Model construction Before we start thinking about the model itself we first need to make a selection of features and then prepare them accordingly if they require it. We will focus only on product features because we want to check whether there are relationships among them that determine high or low value for customers. Below I have selected features that may be potentially relevant to our model. features = ['product_group' 'product_category' 'product_type' 'unit_of_measure' 'tax_exempt_yn' 'promo_yn' 'new_product_yn'] df_products[features].head Features can be of different types they can be categorical or continuous values. Depending on the type of model we are using some actions may be necessary such as converting to numeric values and normalization. In the case of the model we will use EBM this is not necessarily the case.

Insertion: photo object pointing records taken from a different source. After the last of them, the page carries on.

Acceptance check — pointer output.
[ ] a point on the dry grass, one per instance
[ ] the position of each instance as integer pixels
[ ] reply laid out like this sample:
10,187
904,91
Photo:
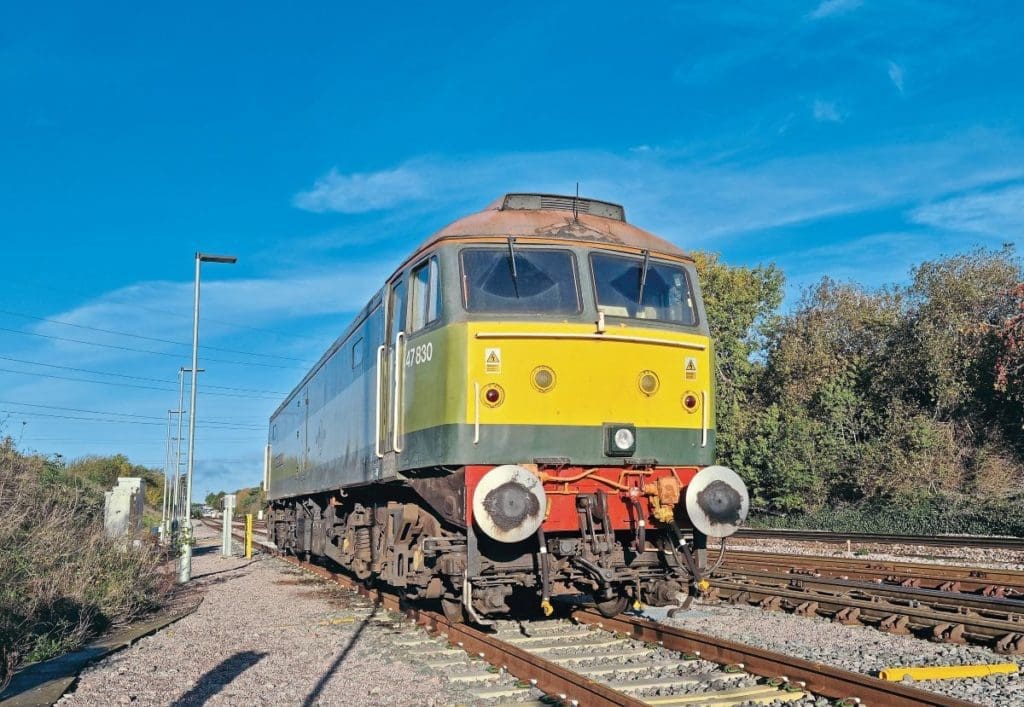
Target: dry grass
61,581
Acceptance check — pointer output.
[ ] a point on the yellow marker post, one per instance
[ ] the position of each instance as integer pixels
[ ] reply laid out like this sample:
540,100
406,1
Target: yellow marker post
249,536
946,672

The algorithm itself will select the appropriate type of features and then deal with it. The price is a number and the units of measure have been broken down into values and categories. The next very important step is to properly divide the dataset into a set for training and for model validation. The way we do it is key. The data must not overlap Taiwan WhatsApp Number List and the dividing point itself is also important depending on the type of data whether it is time sensitive data . In the simplest form the set is randomly divided into parts of which the set for validation is usually the smaller one.
We will use the help of a method from the scikit learn library. . Perhaps it is related to our outliers and perhaps we have too little data or there is too little data in the data information that is essential to the model. There may also be an anomaly that causes customers to behave differently within a sub product group for some reason. However there is no doubt that the quality of our model is so high that we can confidently proceed to further analysis.